Since 2011, Mensa Singapore has taken in around 70 per cent more children under 10 each year.

This is despite the fact that it stopped testing those below 14 seven years ago. It accepts reports by psychologists instead.

Seven around the age of 21/2 have joined the society in the last four years. The youngest on record here is a boy who was two years and two months old when he was accepted last November.

The society has over 1,000 members, about 5 per cent of whom are six or under and 12 per cent of whom are 13 or younger.

Mensa Singapore president Patrick Khoo, 41, explained: "It's not that society is getting smarter all of a sudden, but more parents are sending children for psychological tests."

He said most parents whose children join Mensa are "ordinary people who are just looking for like-minded company" for them.

The society does not run formal education classes, but it organises excursions to places such as the Science Centre and events like creative writing workshops.

Gifted Academy in Bukit Merah has seen a threefold rise in people taking psychological tests in the last five years - and 80 per cent of them are six and below.

Its co-founder, Ms Polene Lam, said more parents "want to know where their child stands and what potential they have".

"Another reason is that they want to know why their kids may not be doing as well as their peers, perhaps because of learning difficulties," she added.

Gifted and Talented Education Centre, which has branches in Balestier and Bukit Timah and caters to high-ability students, started a programme for pre-schoolers in 2013. It currently has almost 100 who take part in its classes in language, humanities, science and general knowledge.

Co-founder Claudia Yu said parents sign up after discovering their children are "very advanced in areas like numbers or verbal comprehension". "Parents start to ask for help and learning support so that children can be exposed to more things," she said.

She warned that gifted children could become unmotivated and unwilling to learn later on if they do not receive guidance.

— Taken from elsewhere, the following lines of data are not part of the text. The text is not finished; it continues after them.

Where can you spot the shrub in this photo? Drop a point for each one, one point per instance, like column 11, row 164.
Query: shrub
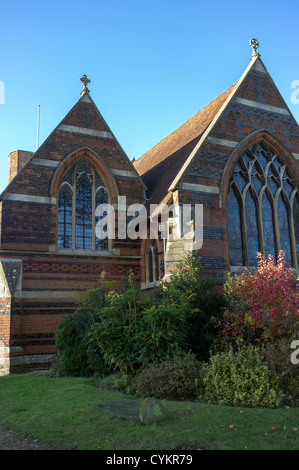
column 173, row 379
column 134, row 330
column 239, row 378
column 78, row 354
column 206, row 304
column 263, row 305
column 277, row 356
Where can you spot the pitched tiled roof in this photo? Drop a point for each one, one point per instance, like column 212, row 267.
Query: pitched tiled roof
column 160, row 165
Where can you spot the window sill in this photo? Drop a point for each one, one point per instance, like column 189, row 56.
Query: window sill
column 149, row 285
column 80, row 252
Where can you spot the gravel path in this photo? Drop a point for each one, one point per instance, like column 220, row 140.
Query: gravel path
column 9, row 440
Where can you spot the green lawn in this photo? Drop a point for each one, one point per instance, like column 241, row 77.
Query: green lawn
column 62, row 412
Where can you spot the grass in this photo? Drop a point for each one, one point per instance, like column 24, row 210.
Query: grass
column 62, row 412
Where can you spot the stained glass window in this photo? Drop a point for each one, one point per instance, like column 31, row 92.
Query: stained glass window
column 65, row 218
column 152, row 261
column 101, row 198
column 234, row 229
column 253, row 246
column 81, row 190
column 296, row 224
column 83, row 212
column 262, row 208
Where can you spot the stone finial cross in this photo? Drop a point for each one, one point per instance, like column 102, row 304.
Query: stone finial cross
column 254, row 44
column 85, row 81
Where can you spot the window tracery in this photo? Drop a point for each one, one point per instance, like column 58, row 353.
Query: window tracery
column 262, row 208
column 81, row 191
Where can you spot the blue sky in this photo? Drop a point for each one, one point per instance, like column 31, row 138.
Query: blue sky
column 152, row 64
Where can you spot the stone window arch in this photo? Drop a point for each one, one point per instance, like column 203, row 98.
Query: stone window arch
column 152, row 261
column 262, row 208
column 81, row 190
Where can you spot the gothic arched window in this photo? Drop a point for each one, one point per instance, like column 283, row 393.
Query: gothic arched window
column 262, row 208
column 80, row 192
column 152, row 262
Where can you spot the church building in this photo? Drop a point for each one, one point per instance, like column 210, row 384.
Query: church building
column 237, row 159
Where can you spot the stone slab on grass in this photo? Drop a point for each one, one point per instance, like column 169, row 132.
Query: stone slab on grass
column 149, row 411
column 122, row 408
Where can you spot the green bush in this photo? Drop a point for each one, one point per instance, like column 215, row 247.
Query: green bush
column 239, row 378
column 78, row 355
column 134, row 330
column 173, row 379
column 206, row 304
column 277, row 356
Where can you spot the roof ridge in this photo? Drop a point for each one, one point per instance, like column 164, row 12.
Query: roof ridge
column 190, row 129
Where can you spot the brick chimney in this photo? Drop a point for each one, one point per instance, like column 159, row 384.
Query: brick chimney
column 17, row 160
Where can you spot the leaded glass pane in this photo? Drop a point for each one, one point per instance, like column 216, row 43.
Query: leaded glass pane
column 288, row 186
column 296, row 224
column 268, row 227
column 84, row 168
column 84, row 212
column 239, row 178
column 284, row 228
column 65, row 218
column 234, row 229
column 256, row 181
column 266, row 172
column 101, row 198
column 253, row 246
column 150, row 266
column 262, row 159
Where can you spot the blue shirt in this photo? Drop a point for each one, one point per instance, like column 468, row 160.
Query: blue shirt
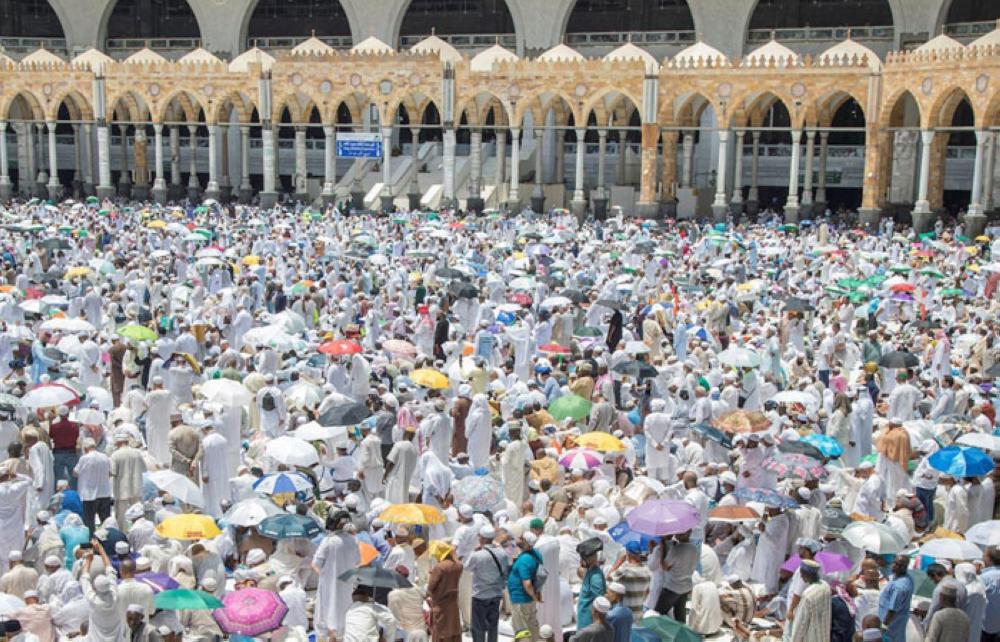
column 991, row 619
column 525, row 568
column 896, row 598
column 619, row 618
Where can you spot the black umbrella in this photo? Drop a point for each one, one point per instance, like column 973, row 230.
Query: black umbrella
column 608, row 303
column 798, row 447
column 576, row 296
column 375, row 577
column 463, row 290
column 637, row 369
column 346, row 414
column 899, row 359
column 795, row 304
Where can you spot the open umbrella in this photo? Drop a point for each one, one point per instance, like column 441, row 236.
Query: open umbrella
column 287, row 526
column 899, row 359
column 874, row 537
column 291, row 451
column 481, row 492
column 250, row 512
column 182, row 488
column 375, row 577
column 185, row 600
column 959, row 461
column 159, row 582
column 951, row 549
column 412, row 514
column 985, row 533
column 250, row 612
column 765, row 496
column 662, row 517
column 345, row 414
column 570, row 407
column 188, row 526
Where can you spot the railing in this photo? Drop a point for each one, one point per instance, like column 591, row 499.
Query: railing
column 27, row 45
column 275, row 43
column 129, row 45
column 598, row 39
column 465, row 40
column 970, row 29
column 821, row 34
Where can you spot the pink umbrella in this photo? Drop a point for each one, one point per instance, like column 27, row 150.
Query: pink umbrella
column 250, row 612
column 580, row 459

Children at the centre learn more than phonics and the alphabet. They are trained in visual and spatial skills through tasks such as producing maths puzzles. They also learn about current affairs.

Mr Tong Peng Geat, 44, whose daughter Renae attends a maths class there, wants to give her an all-rounded experience.

Renae, who turns five in August, was tested at three and found to have an IQ of 140. An average child's IQ is 100.

"We try to strike a balance between academics and other things like sports," said Mr Tong, who runs a human resource firm.

Renae took up ballet and the Japanese martial art of aikido, and has also been going for sessions to learn to handle her emotions and communicate better.

Housewife Tracy Loke, 34, whose daughter Tricia has an IQ of 138, took her for a test last year at the age of three after feedback from a childcare centre.

"A teacher said she fidgeted too much and I needed to hire a shadow teacher, so I pulled her out and got her tested," she said.

Tricia now attends a church kindergarten, where teachers are able to "channel her energy into play". In addition to two weekly classes at Gifted and Talented, Mrs Loke also sends her to another centre for activities like art.

"I want her to know that there are a lot of things to learn... If she grows up thinking she's smart, she'll become lazy and unwilling to learn."